The federal government has not created a uniform standard for biometric identification 12 years after the 9/11 terrorist attacks, a congressional oversight hearing on Wednesday morning revealed.
The 12-year delay was just one problem identified by the congressmen on the government operations subcommittee of the House Oversight Committee. There has also been limited cooperation among different federal agencies and false promises of progress by officials to Congress.
“There’s enormous frustration. It’s not like gazillions of dollars haven’t been spent,” Rep. Gerry Connolly (D., Va.) said after the hearing.
Representatives of five different agencies testified about their progress implementing biometric identifications.
Subcommittee chairman John Mica (R., Fla.) illustrated the government’s lax identification standards by showing a picture of his pilot license. On it was a picture of Orville and Wilbur Wright but not Mica himself.

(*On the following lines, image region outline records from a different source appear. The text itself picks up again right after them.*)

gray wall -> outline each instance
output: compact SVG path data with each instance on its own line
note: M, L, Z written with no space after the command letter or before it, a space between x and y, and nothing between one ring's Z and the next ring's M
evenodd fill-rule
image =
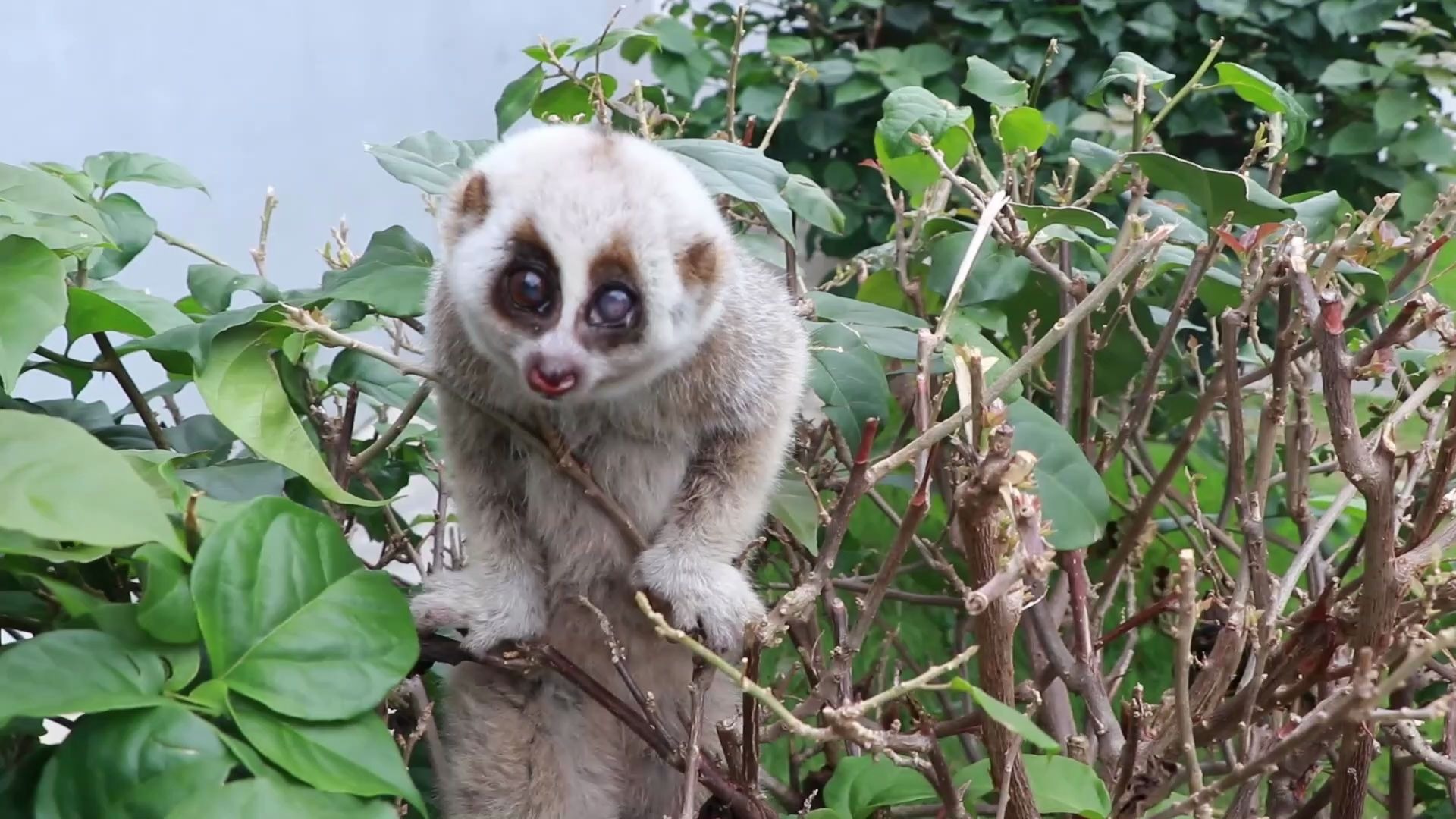
M249 273L272 185L280 205L269 277L313 286L323 271L317 249L341 216L355 251L390 224L434 243L418 191L384 173L365 141L424 130L495 137L495 101L531 64L521 48L540 35L590 39L619 4L619 25L654 10L652 0L4 0L0 66L10 82L0 162L80 165L102 150L173 159L211 195L122 189L163 230ZM603 67L625 80L642 76L620 63ZM198 261L153 242L121 281L178 299L186 265ZM89 357L89 344L76 354ZM63 347L64 335L51 345ZM162 377L141 356L128 366L144 386ZM68 388L29 373L17 392L63 398ZM109 380L83 398L124 401ZM199 408L191 391L182 399Z

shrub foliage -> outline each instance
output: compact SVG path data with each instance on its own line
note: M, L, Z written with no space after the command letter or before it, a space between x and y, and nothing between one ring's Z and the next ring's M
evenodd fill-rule
M610 701L718 815L1450 816L1450 12L1194 6L715 4L526 48L502 130L674 152L783 271L817 408L747 657L660 630L745 691L724 756L550 646L485 662ZM489 149L368 146L431 210ZM462 563L430 245L339 226L287 290L313 262L269 258L271 197L230 267L147 185L204 189L140 153L0 165L0 815L432 813L472 660L406 605ZM182 299L127 284L151 242L198 256Z

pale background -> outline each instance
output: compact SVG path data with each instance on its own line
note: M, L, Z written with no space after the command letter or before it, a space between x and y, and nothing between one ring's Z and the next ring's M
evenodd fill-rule
M495 101L531 61L539 36L597 36L657 10L655 0L41 0L0 1L6 87L0 162L80 166L103 150L172 159L208 188L124 185L157 220L234 268L252 273L249 248L268 187L280 200L268 240L268 275L314 287L329 229L348 219L361 252L376 230L403 224L435 245L419 192L389 176L364 143L392 144L432 130L495 138ZM505 12L505 9L510 12ZM646 64L614 55L607 70L628 85ZM527 117L527 119L530 119ZM186 296L186 267L202 259L153 240L121 281L156 296ZM250 303L239 294L236 305ZM48 341L64 347L64 334ZM90 341L77 357L95 354ZM127 358L143 389L162 370ZM67 398L70 388L29 373L28 399ZM87 401L122 405L111 379ZM183 411L202 411L189 388Z

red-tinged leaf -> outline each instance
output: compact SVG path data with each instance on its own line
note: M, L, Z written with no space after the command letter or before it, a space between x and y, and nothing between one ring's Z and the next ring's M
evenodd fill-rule
M1233 248L1235 254L1239 254L1242 256L1243 254L1249 252L1249 249L1243 245L1243 242L1235 238L1233 233L1229 233L1223 227L1216 227L1214 230L1219 233L1219 238L1223 239L1224 245Z
M1261 243L1264 243L1264 239L1268 239L1270 235L1273 235L1280 227L1283 227L1283 224L1277 222L1265 222L1264 224L1259 224L1258 227L1248 230L1246 233L1243 233L1243 248L1252 249L1259 246Z
M1325 325L1325 332L1344 335L1345 305L1340 300L1338 294L1334 297L1322 297L1319 300L1319 319Z

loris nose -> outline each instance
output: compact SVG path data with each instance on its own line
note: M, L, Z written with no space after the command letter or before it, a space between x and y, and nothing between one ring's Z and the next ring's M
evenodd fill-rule
M526 367L526 383L546 398L559 398L577 386L577 367L569 361L537 356Z

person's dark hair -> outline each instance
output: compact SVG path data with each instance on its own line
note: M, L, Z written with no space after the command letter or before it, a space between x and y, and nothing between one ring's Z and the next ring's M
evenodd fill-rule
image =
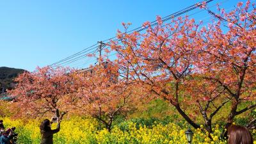
M50 120L48 119L44 120L43 122L42 122L41 125L40 126L40 130L44 130L45 131L49 131L51 129L51 127L49 127L50 125Z
M253 144L253 140L250 131L240 125L232 125L228 129L228 144Z

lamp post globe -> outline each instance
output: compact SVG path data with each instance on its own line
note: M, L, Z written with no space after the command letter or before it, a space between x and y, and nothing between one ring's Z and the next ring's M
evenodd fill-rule
M193 132L191 129L188 129L187 131L185 132L186 137L187 138L188 143L191 144L193 139Z

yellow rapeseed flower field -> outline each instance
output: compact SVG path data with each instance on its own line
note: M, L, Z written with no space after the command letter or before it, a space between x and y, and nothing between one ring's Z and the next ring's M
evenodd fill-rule
M19 133L19 143L40 143L41 137L39 120L30 120L24 122L20 120L11 120L8 118L2 119L6 127L17 127L15 131ZM54 136L54 143L188 143L184 134L186 129L173 123L165 125L156 124L150 128L140 125L138 128L136 124L129 122L125 130L114 126L111 132L106 129L100 129L99 125L97 121L90 118L74 117L63 120L60 131ZM56 126L56 124L53 124L52 129ZM212 140L209 138L207 132L199 129L193 129L193 143L227 143L226 141L220 140L221 131L218 125L211 134Z

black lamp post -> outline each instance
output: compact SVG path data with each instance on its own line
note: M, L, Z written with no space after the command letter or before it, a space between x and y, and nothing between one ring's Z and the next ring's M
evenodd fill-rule
M186 132L185 132L186 137L187 138L188 140L188 143L189 144L191 144L192 142L192 139L193 139L193 132L191 129L188 129Z

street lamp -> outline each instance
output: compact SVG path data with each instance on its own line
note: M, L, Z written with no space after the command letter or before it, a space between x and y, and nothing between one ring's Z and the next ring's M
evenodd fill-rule
M187 137L188 143L191 144L193 139L193 131L191 129L188 129L186 132L185 132L186 137Z

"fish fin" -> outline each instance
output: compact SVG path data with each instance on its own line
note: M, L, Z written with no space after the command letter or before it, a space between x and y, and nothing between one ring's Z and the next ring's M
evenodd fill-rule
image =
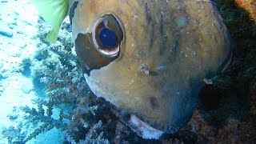
M57 41L58 33L62 22L67 16L68 0L30 0L43 19L53 27L46 40L53 43Z

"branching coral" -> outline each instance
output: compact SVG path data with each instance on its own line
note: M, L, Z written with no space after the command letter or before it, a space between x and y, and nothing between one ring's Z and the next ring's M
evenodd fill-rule
M235 2L246 12L256 23L256 1L255 0L235 0Z

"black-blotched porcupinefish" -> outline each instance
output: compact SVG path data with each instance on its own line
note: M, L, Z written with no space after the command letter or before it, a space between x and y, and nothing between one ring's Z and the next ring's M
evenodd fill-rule
M53 26L70 16L75 51L93 93L117 107L144 138L184 126L202 79L231 55L228 31L210 0L31 0Z

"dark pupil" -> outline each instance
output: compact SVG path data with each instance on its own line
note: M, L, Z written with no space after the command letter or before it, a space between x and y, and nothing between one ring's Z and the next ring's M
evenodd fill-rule
M99 33L99 40L105 46L114 46L117 45L118 36L108 28L103 28Z

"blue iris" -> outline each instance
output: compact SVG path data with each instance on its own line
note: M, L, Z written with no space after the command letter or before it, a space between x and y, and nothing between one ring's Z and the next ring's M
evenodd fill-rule
M99 33L99 40L105 46L114 46L118 44L117 34L108 28L103 28Z

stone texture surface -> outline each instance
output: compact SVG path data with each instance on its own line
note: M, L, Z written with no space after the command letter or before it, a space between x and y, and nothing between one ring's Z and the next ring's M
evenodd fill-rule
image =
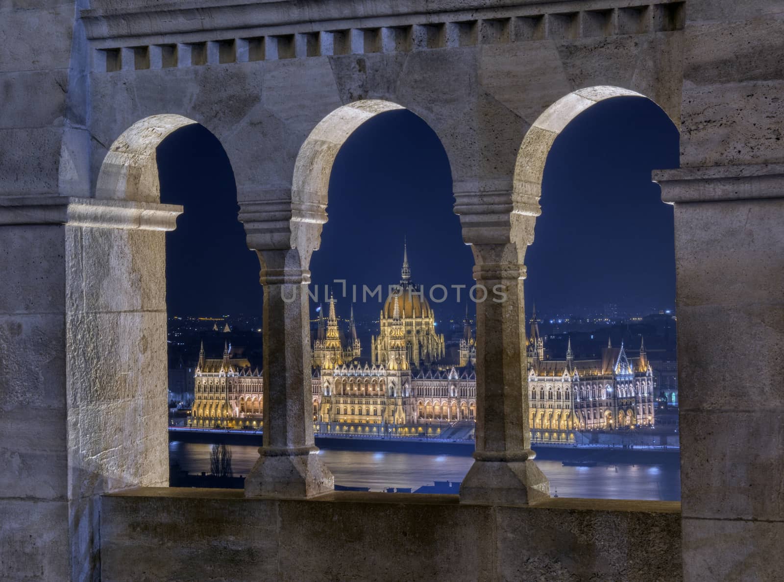
M782 519L782 411L775 378L784 333L784 210L782 192L771 192L771 182L759 177L763 171L747 178L750 165L769 171L768 165L784 162L781 2L688 0L685 10L676 3L640 13L644 20L637 26L624 20L619 31L612 29L614 16L602 24L596 12L575 12L574 18L553 14L563 9L555 4L199 0L151 6L147 0L0 0L0 198L98 195L154 202L154 149L165 133L152 136L143 151L112 151L105 180L100 175L112 144L133 124L173 114L201 123L223 144L251 247L307 254L318 247L327 201L318 184L292 196L298 155L315 154L309 158L315 161L320 154L333 155L343 138L321 152L303 149L314 128L350 102L383 100L420 115L441 138L466 242L514 251L516 256L498 260L477 256L477 278L492 280L488 272L493 268L519 271L524 246L532 240L539 170L559 128L572 118L551 105L565 96L578 105L572 111L576 115L581 89L606 85L653 99L681 128L682 166L724 166L724 179L744 176L742 195L734 202L726 202L726 180L720 186L681 180L683 197L676 202L684 573L688 580L775 579L784 569L771 541L781 537ZM614 0L584 0L568 9L616 5ZM670 9L681 16L668 24L661 16ZM628 19L633 13L623 13ZM517 35L522 21L505 20L520 16L540 19L526 29L526 38ZM176 67L138 71L127 60L133 53L129 47L160 43L184 49L183 43L238 38L241 45L243 38L267 36L271 47L270 31L310 35L324 23L331 30L351 29L347 50L355 53L303 56L309 45L298 36L299 58L285 58L290 56L285 50L273 55L270 48L267 60L251 60L251 51L241 50L249 62L212 58L191 66L191 59L183 58ZM395 32L407 27L416 37L410 46ZM384 42L373 42L376 28L383 28ZM630 28L637 34L626 34ZM214 57L215 45L209 46ZM340 52L340 43L332 48L328 52ZM122 52L122 71L106 72L98 49ZM516 171L521 162L535 171ZM325 175L319 175L323 184ZM720 194L706 195L712 188ZM757 199L763 190L764 202ZM725 202L717 202L722 196ZM361 536L350 544L361 542L376 552L371 555L372 572L381 565L382 575L390 578L394 562L383 558L385 551L404 564L409 577L419 571L456 579L616 575L634 580L640 572L661 580L679 577L677 544L662 545L667 533L675 531L669 529L677 521L675 514L651 517L590 504L578 511L552 505L554 500L543 502L550 504L546 511L510 509L511 516L503 519L506 509L459 506L454 499L442 506L437 500L419 506L419 512L411 508L418 500L408 497L396 498L394 506L383 498L361 507L346 498L311 505L212 493L217 496L212 500L165 499L151 508L127 502L126 513L118 515L136 529L105 520L111 535L100 551L95 494L165 482L165 409L158 396L165 382L162 235L12 224L2 220L6 211L0 206L0 504L4 516L10 515L0 520L4 577L81 580L93 577L102 564L106 577L128 578L122 568L111 569L127 558L128 568L136 569L131 579L154 578L158 569L176 578L209 556L207 578L267 573L285 578L288 574L276 569L280 559L301 580L316 571L308 560L318 557L333 577L367 578L361 559L366 548L339 554L343 563L328 554L336 540L346 543L350 535ZM296 262L297 276L304 278L309 254ZM285 278L285 269L278 270ZM293 323L278 321L270 328L273 336L281 334L275 342L293 347L296 361L278 366L275 376L282 387L275 443L282 448L307 448L310 442L295 373L303 362L306 328L301 314L296 315ZM506 336L500 340L489 339L497 310L488 309L485 316L487 325L477 329L477 339L490 351L484 356L485 369L496 366L509 373L486 378L483 406L497 412L508 404L503 417L521 412L524 423L524 397L514 394L521 385L514 370L524 363L518 356L524 337L517 329L519 314L501 326ZM741 369L741 361L754 366ZM274 360L268 364L274 367ZM732 405L739 394L747 398L746 409ZM49 427L43 427L45 419ZM524 452L517 433L528 433L524 424L515 423L509 427L488 423L487 435L481 426L483 449ZM170 503L175 505L167 509ZM433 518L456 524L455 531L469 532L472 545L467 550L456 545L454 531L412 533L391 519L396 511L406 521L426 517L422 507L432 511ZM343 510L345 529L336 525L343 520ZM129 517L130 511L135 513ZM557 517L539 517L553 511ZM23 514L33 519L24 522ZM205 537L186 537L190 532L176 525L182 515L194 516ZM281 521L283 516L288 521ZM372 529L378 517L386 520L378 523L391 524L389 533L398 540L392 549ZM644 523L650 535L640 525ZM526 535L517 535L517 529ZM151 533L144 537L140 532ZM621 533L635 541L641 537L641 551L631 551L629 539L614 537ZM296 544L303 535L311 536L318 553L300 551L299 562L296 553L278 544L302 547ZM413 558L405 540L412 537L419 542ZM191 545L172 559L169 540ZM557 544L566 550L557 552ZM463 551L444 558L441 545ZM100 562L125 551L119 562ZM228 574L220 567L227 561Z
M678 504L334 493L242 499L137 489L101 500L104 580L681 580ZM535 533L534 533L535 532Z

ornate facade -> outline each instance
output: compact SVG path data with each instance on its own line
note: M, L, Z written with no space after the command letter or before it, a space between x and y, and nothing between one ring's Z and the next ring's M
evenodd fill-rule
M202 344L196 366L191 424L213 427L248 418L251 424L258 425L262 415L262 387L261 371L252 369L247 359L232 358L228 344L220 359L205 359Z
M408 291L411 293L408 293ZM326 318L319 310L313 343L313 418L325 430L379 433L421 431L430 422L473 421L476 416L476 342L466 307L459 365L439 362L445 353L433 310L411 282L404 249L400 286L381 311L379 333L370 362L361 361L354 309L347 334L329 298ZM546 356L535 311L528 334L530 426L535 440L571 440L574 431L649 426L653 416L653 372L644 344L629 358L623 344L609 342L601 358L576 359L571 340L564 359ZM195 426L255 426L262 420L263 378L246 359L205 359L196 369ZM409 430L405 427L414 427Z
M443 335L419 286L411 282L404 249L399 287L387 299L372 357L362 362L351 308L347 336L340 330L336 301L330 296L327 317L319 310L313 343L313 417L325 430L379 434L384 426L401 434L423 432L430 422L474 420L476 416L476 346L470 322L463 322L460 366L442 362ZM244 359L205 359L196 369L192 426L258 427L262 420L263 379Z
M652 426L653 371L645 353L626 355L609 340L601 358L575 359L569 340L564 359L546 358L535 309L528 335L530 426L535 440L556 431Z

Mica was especially concerned about the lack of a uniform standard across the government. An official from the Department of Commerce told his committee on April 14, 2011, that the standard would be ready in a matter of months. That official has since retired.
“These people can’t do a damn thing unless you set the standard,” he told Charles Romine, a director within the Department of Commerce and the retired official’s replacement.
Wednesday’s hearing was a follow up to a hearing on biometric identification cards for ports, called TWIC cards, last month.
That hearing revealed that the Department of Homeland Security had spent millions of dollars on a test program for TWIC cards that failed to reveal any meaningful data. There were also significant problems with the card readers.
A representative of the Federal Aviation Administration told Mica that they are working to establish a strong foundation for their biometric identifications so that the committee does not criticize them like Homeland Security’s TWIC program.
Romine said the Commerce Department will take some tangible steps in July toward making a government-wide standard for biometric identifications.
Mica pledged to hold another hearing in September to check in on the agencies’ progress.
“I can tell you, this is highly frustrating,” he said.